1 Durante 40 anos, os partidos à esquerda do PS estiveram excluídos do arco da governação. Em parte, por responsabilidades deles, mas noutra parte por preconceito. Em 2015, o muro que impedia o diálogo à esquerda do PS foi derrubado. Ainda bem para a esquerda, mas também para a democracia. O LIVRE – então integrado numa plataforma mais vasta denominada L/TDA – não foi bem sucedido no resultado eleitoral, mas a sua proposta de descongestionamento das relações entre os partidos da esquerda teve sucesso.

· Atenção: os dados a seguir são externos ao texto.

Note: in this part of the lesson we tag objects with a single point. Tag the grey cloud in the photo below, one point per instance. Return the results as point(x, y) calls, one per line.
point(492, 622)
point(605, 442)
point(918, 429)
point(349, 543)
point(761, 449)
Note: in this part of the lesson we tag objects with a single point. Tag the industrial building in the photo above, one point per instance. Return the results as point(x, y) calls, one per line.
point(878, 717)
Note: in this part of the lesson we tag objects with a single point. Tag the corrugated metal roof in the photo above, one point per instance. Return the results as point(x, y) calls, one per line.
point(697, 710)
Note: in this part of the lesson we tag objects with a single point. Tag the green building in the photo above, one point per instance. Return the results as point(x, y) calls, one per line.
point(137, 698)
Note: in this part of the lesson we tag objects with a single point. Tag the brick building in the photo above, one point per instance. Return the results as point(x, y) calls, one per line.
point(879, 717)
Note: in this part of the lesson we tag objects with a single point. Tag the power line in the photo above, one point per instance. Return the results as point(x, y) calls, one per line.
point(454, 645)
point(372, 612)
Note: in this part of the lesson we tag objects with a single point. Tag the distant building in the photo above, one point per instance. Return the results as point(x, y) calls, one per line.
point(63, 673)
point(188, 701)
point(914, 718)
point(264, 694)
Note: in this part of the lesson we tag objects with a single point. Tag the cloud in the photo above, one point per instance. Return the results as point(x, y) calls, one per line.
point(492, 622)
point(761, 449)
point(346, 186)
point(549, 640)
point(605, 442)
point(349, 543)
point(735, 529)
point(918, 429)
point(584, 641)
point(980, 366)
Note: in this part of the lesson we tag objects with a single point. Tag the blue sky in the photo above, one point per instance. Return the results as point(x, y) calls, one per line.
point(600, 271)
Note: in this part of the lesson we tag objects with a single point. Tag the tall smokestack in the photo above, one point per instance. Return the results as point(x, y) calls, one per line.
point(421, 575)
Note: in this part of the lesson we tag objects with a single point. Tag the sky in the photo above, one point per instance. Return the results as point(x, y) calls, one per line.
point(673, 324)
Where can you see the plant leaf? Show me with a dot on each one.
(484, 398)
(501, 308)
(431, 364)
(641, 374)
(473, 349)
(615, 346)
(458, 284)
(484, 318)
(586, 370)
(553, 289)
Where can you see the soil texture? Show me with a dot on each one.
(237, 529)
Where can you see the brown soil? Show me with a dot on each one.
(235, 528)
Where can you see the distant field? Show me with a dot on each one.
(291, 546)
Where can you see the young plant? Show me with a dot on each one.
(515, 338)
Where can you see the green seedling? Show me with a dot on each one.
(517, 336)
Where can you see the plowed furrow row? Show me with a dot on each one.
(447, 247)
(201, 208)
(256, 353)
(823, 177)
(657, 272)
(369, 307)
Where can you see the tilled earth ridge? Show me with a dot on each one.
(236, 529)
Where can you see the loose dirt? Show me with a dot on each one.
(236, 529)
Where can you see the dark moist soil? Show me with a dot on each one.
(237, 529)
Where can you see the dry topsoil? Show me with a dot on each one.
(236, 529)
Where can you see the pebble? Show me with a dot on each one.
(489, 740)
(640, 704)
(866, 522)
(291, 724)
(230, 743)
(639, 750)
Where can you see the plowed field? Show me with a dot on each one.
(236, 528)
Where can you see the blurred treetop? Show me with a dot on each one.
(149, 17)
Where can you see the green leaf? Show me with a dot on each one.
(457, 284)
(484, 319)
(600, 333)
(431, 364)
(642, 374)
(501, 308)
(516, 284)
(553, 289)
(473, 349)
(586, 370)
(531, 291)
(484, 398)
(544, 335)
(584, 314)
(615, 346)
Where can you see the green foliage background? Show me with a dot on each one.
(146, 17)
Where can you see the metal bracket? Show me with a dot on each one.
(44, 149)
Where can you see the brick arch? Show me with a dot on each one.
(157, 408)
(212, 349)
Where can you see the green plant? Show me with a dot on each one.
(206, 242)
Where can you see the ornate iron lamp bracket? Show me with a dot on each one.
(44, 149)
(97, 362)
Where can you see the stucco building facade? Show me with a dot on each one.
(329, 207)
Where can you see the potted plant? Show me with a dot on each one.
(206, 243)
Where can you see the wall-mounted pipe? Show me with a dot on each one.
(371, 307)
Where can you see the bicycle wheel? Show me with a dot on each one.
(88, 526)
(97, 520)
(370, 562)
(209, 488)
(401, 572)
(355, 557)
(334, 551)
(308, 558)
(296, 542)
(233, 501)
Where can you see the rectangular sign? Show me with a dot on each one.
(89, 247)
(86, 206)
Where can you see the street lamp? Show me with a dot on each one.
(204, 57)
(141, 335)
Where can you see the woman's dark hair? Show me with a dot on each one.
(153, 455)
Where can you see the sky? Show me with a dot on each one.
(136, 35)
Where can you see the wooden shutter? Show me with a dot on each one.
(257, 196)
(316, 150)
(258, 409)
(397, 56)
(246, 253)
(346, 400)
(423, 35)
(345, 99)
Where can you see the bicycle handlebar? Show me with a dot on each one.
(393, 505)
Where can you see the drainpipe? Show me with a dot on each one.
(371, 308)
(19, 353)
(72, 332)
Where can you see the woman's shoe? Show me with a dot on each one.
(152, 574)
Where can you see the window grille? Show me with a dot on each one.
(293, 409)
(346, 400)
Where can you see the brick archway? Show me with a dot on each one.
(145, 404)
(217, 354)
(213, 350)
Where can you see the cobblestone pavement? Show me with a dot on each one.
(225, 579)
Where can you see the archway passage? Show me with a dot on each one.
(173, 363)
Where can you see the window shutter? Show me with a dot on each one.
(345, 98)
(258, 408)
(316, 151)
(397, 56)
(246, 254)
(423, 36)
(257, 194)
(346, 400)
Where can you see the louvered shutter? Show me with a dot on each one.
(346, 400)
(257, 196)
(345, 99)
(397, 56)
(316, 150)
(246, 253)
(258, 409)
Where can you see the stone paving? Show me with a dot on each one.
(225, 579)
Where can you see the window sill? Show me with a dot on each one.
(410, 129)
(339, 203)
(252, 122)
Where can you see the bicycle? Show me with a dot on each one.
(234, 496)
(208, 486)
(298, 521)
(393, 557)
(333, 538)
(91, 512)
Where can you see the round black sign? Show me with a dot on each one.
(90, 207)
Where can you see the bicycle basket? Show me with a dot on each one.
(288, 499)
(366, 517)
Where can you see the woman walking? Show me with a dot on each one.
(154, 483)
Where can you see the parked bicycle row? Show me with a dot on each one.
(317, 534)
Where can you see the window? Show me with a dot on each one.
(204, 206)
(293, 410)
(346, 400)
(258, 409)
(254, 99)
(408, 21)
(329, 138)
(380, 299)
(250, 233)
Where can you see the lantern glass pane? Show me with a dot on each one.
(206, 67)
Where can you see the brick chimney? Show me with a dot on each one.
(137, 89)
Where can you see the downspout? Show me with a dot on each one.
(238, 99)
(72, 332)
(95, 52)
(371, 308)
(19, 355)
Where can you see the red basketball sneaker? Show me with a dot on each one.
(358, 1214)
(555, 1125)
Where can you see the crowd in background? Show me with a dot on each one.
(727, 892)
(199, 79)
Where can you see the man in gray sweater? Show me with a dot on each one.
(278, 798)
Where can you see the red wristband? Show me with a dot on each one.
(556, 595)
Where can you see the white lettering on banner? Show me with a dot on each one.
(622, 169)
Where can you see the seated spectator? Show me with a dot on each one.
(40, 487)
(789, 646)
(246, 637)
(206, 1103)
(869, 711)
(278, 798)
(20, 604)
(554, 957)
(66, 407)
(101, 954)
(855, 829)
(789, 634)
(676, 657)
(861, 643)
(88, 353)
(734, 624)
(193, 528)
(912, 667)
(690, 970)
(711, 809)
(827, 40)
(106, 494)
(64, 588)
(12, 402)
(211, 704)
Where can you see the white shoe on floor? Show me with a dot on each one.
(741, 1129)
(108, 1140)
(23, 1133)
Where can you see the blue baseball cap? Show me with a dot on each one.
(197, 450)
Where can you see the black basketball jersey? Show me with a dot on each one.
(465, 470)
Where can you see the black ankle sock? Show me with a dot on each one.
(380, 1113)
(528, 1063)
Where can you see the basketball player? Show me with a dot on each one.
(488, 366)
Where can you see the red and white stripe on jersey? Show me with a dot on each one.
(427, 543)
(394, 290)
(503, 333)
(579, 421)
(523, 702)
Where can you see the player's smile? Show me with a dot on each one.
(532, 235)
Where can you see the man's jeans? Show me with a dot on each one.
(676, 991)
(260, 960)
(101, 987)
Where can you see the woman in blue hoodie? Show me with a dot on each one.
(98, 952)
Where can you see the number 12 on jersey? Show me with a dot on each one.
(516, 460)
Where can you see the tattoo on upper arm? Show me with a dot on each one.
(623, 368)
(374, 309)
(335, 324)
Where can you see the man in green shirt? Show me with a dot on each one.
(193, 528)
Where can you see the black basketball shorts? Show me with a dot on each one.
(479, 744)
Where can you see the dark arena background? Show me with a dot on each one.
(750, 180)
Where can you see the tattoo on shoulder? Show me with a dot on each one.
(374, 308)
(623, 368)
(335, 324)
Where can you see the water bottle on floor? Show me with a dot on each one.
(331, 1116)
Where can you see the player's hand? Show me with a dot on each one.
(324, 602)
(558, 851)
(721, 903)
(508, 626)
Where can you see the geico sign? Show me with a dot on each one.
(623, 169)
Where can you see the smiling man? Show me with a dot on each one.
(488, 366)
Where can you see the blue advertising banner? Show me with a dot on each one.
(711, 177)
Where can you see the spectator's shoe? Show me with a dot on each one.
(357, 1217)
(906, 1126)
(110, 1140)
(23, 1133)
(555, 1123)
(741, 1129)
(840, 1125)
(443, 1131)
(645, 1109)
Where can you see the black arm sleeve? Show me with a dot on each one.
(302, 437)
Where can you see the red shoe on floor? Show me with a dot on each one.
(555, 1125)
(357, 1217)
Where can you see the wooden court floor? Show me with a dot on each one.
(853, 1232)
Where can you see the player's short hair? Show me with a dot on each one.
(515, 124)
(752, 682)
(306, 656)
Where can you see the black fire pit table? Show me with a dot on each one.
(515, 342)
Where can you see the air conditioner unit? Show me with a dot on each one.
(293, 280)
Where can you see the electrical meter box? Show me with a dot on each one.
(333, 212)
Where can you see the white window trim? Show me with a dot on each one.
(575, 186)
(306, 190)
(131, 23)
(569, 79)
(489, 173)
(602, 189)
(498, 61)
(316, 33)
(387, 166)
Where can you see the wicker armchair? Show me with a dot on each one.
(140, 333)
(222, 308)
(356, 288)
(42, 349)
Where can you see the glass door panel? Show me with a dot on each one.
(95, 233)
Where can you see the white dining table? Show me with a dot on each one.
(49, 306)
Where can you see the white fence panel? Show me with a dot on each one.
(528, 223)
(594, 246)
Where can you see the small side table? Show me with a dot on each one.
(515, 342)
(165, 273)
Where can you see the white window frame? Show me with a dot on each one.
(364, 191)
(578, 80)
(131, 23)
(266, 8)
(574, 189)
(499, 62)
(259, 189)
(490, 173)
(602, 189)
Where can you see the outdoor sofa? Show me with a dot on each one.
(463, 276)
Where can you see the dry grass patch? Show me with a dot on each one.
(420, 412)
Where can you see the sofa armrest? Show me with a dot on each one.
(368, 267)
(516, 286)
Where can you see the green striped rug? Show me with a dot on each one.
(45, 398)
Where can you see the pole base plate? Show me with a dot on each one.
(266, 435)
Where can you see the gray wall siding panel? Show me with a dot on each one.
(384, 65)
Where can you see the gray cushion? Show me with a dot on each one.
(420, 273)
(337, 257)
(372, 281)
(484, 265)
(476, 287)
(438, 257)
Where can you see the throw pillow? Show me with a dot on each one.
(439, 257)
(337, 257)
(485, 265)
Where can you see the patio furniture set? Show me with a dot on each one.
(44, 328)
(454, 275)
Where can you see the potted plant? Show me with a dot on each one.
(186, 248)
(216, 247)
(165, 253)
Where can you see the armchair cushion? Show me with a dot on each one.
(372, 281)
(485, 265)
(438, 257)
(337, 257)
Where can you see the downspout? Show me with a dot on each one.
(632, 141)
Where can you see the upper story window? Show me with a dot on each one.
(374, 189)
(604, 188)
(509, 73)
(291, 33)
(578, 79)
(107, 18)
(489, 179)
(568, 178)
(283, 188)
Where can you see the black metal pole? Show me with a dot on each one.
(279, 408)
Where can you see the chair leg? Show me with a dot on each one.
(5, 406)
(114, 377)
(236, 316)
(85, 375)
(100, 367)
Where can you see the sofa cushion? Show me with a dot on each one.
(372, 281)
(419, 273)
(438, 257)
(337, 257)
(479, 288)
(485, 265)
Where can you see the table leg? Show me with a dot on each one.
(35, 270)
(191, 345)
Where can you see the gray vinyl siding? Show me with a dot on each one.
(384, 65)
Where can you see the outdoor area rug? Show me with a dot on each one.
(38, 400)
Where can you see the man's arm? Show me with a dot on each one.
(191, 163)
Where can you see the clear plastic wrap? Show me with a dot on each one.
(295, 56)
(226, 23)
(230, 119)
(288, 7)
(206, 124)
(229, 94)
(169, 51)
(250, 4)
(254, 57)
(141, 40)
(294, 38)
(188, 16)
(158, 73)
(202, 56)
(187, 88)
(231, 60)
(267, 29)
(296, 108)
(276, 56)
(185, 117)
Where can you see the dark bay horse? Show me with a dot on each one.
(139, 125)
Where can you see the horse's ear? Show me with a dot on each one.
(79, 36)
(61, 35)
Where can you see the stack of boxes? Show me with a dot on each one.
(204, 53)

2 Seguiu-se a maioria parlamentar da chamada “gerigonça”. Foi um tempo de recuperação da paz social, de reposição de rendimentos e da inversão de uma política de excessiva austeridade que a vinda da troika nos tinha imposto. A existência de um acordo escrito – de resto, exigido por Cavaco Silva – constituiu um guião positivo para a estabilidade política. Porém, desde muito cedo se sentiu que continuava a faltar um projeto de futuro que unisse PS/PCP/BE. O que os juntava era o combate aos erros que apontavam ao passado, mas já não a definição de um rumo. O fracasso do investimento público foi a nota mais eloquente desse desacerto, ainda por cima disfarçado por uma intolerável estratégia de cativações, que objectivamente enganou os portugueses.

3 Vieram as eleições de 2019. O PS ganhou e a esquerda foi maioritária, mas logo se viu que PS, BCP e BE não estavam empenhados em construir o futuro em conjunto. Já quase só restavam os fantasmas da troika. Nessa altura quem esteve melhor foi o BE, a propor a celebração de um acordo escrito que permitisse a continuação da aliança, o que PS e PCP rejeitaram. Mas, no ano seguinte, foi o BE a dar uma machadada na possibilidade de um projecto comum, quando quis inviabilizar o orçamento para 2021. A morte da “gerigonça”, tal como nascera em 2015, veio com o chumbo do orçamento para 2022, protagonizado pelo voto da rejeição do PCP e do BE, ainda para mais ditado por razões que não eram de matéria orçamental. Nesse dia, à esquerda, a honra do convento foi defendida pelo PAN e pelas deputadas não inscritas.

4 E agora? Não deverá haver maioria absoluta de qualquer força política (e, se assim for, ainda bem porque nenhuma a merece). Seremos governados por uma maioria à esquerda ou por uma maioria à direita ou por um bloco central? Todas essas soluções serão democráticas (o povo é que manda). Naturalmente no pressuposto, que acredito que se verificará, de se conseguir manter um cordão sanitário que nos defenda da xenofobia anti-patriótica do Chega.

5 Se a direita democrática tiver maioria ou se for formado um bloco central, será a democracia a funcionar. Mas uma alternativa de um Governo à esquerda continua a ser possível e, para muitos (em que eu me incluo), aquela que melhor garante a justiça social e um desenvolvimento económico sustentável. Porém, isso depende de um esforço de convergência que nem sempre os partidos da esquerda souberam honrar. É neste contexto que o voto no LIVRE é particularmente importante. É o voto útil para quem acredita no projecto social democrata, ecológico e progressista que o partido defende. Mas pode também ser o voto tático e estratégico para quem queira assegurar a presença no parlamento de uma força moderada, apologista do diálogo e da busca de consensos, construídos na base do trabalho, do rigor e da boa fé.